Une des mes grandes marottes, c’est l’uchronie. C’est pourquoi la collection de bandes dessinées « Jour J », parue chez Delcourt et scénarisée par Jean-Pierre Pécau (spécialiste du genre, voir Le Grand Jeu) m’a sérieusement titillée. Son gros défaut est que, si elle part de bonnes idées, elle joue souvent avec des intrigues très capillotractées et le dessin est très inégal d’un album à l’autre. Ce sixième tome, L’imagination au pouvoir (avec Fred Duval et Fred Blanchard en co-scénaristes et Mr Fab au dessin), est largement le plus convainquant de la série.
On découvre le point de divergence au hasard de l’intrigue principale (le vol de 200 millions de francs volés pendant un transfert de la banque de France): De Gaulle meurt dans un accident d’hélicoptère le 31 mai 1968 et la situation insurrectionnelle à Paris dégénère en guerre civile sur tout le territoire français. Cinq ans plus tard, la capitale se reconstruit et un ancien soldat présumé mort revient demander des comptes.

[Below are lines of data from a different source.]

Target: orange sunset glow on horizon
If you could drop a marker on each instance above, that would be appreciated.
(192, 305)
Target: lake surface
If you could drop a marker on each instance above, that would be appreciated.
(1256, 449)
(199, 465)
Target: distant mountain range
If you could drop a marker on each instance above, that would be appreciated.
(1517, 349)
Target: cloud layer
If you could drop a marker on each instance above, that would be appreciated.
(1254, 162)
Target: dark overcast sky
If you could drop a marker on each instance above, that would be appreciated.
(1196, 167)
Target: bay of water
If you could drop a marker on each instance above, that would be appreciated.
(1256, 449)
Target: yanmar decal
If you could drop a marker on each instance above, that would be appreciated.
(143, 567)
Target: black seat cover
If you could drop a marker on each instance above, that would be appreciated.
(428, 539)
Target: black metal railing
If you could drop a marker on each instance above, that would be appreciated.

Soyons clair, l’intrigue est assez accessoire. Ce qui est réellement intéressant, c’est l’idée d’un Paris en pleine métamorphose très 1970, avec ses bâtiments-bulle colorés, sur fond des ruines de la guerre civile, et surtout ses multiples factions – maoïstes, staliniens, situationistes, brigades internationales, Service d’action civique et autres groupuscules d’extrême-droite.
C’est l’occasion de croiser beaucoup de figures politiques de ces trente dernières années (Jacques Chirac, Daniel Cohn-Bendit, François Mitterrand), parfois à contre-emploi (Bob Woodward, le journaliste du Watergate, en agent de la CIA), plus des célébrités (Jim Morrisson, mais j’ai aussi cru reconnaître Serge Gainsbourg et Brigitte Bardot). Ça grenouille énormément et l’album met clairement en lumière l’affrontement entre une utopie en fin de course et des « réalistes » qui veulent remettre sur pied un vrai système politique, ainsi que le poids des blessures françaises mal guéries.

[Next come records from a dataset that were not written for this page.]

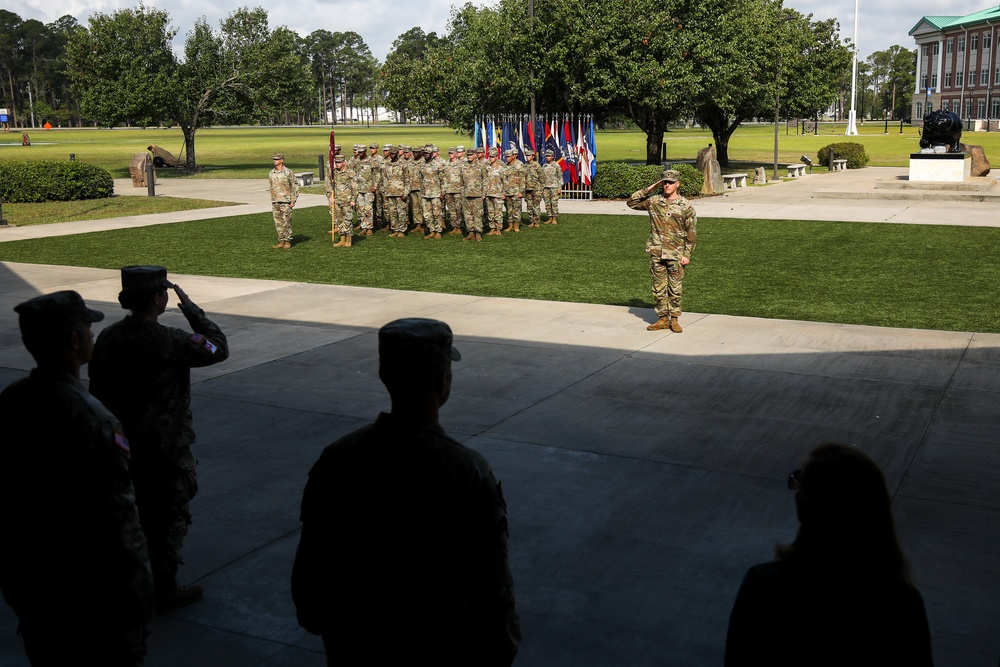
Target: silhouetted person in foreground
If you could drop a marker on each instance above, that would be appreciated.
(840, 594)
(73, 559)
(403, 554)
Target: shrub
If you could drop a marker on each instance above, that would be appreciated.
(617, 180)
(53, 180)
(854, 154)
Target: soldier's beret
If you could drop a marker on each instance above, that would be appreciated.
(59, 310)
(415, 345)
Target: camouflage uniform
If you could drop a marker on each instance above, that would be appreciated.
(672, 235)
(366, 180)
(474, 178)
(142, 371)
(452, 187)
(494, 188)
(430, 192)
(513, 191)
(74, 564)
(284, 192)
(342, 192)
(552, 184)
(533, 189)
(394, 185)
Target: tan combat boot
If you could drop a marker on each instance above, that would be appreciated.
(662, 323)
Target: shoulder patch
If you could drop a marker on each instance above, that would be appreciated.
(201, 341)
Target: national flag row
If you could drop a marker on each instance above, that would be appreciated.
(571, 139)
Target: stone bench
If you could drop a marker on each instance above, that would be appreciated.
(734, 181)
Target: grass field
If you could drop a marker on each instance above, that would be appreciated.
(245, 152)
(96, 209)
(914, 276)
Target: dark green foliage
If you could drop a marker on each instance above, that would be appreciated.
(617, 180)
(53, 180)
(854, 154)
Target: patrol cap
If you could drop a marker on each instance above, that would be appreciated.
(59, 310)
(415, 346)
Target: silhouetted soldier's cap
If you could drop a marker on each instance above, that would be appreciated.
(415, 345)
(59, 310)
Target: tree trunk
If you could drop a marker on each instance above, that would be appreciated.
(189, 161)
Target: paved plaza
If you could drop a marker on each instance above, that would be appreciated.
(644, 471)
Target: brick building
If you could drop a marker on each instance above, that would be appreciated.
(957, 61)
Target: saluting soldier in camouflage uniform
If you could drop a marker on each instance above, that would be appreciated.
(431, 194)
(452, 187)
(342, 193)
(142, 371)
(532, 187)
(552, 184)
(366, 177)
(394, 184)
(74, 564)
(284, 192)
(474, 178)
(672, 236)
(495, 188)
(513, 190)
(415, 201)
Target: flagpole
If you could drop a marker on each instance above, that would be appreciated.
(852, 128)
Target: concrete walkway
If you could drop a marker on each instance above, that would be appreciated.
(645, 471)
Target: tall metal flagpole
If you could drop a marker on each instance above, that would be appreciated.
(852, 128)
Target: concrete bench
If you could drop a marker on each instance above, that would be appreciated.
(734, 181)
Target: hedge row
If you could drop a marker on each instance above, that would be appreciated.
(855, 154)
(617, 180)
(53, 180)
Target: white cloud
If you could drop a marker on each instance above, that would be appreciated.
(379, 22)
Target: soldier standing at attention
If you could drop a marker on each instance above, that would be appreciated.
(73, 559)
(672, 235)
(552, 184)
(141, 370)
(284, 192)
(394, 185)
(453, 187)
(364, 172)
(513, 190)
(431, 192)
(474, 178)
(342, 193)
(380, 580)
(494, 188)
(532, 187)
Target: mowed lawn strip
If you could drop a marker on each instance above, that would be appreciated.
(913, 276)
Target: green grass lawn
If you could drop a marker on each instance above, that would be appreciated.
(245, 152)
(931, 277)
(96, 209)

Ce qui m’a mené à penser que, curieusement, il n’existe très peu de jeux de rôle sur les années 1960-1970 en général et, à ma connaissance, aucun sur Mai 68 en particulier. Pourtant, L’imagination au pouvoir prouve que c’est un décor qui se prête merveilleusement à l’exercice de l’uchronie et qui est garanti d’envoyer les personnages sur une autre planète.
Donc, si l’amour libre, les drogues, le rock’n’roll et les tensions d’un monde encore plongé dans la Guerre froide vous tentent, je vous conseille fortement L’imagination au pouvoir, parfait pour commencer une petite documentation, avec les films de Jean Yanne de l’époque (surtout l’excellent Moi y’en a vouloir des sous).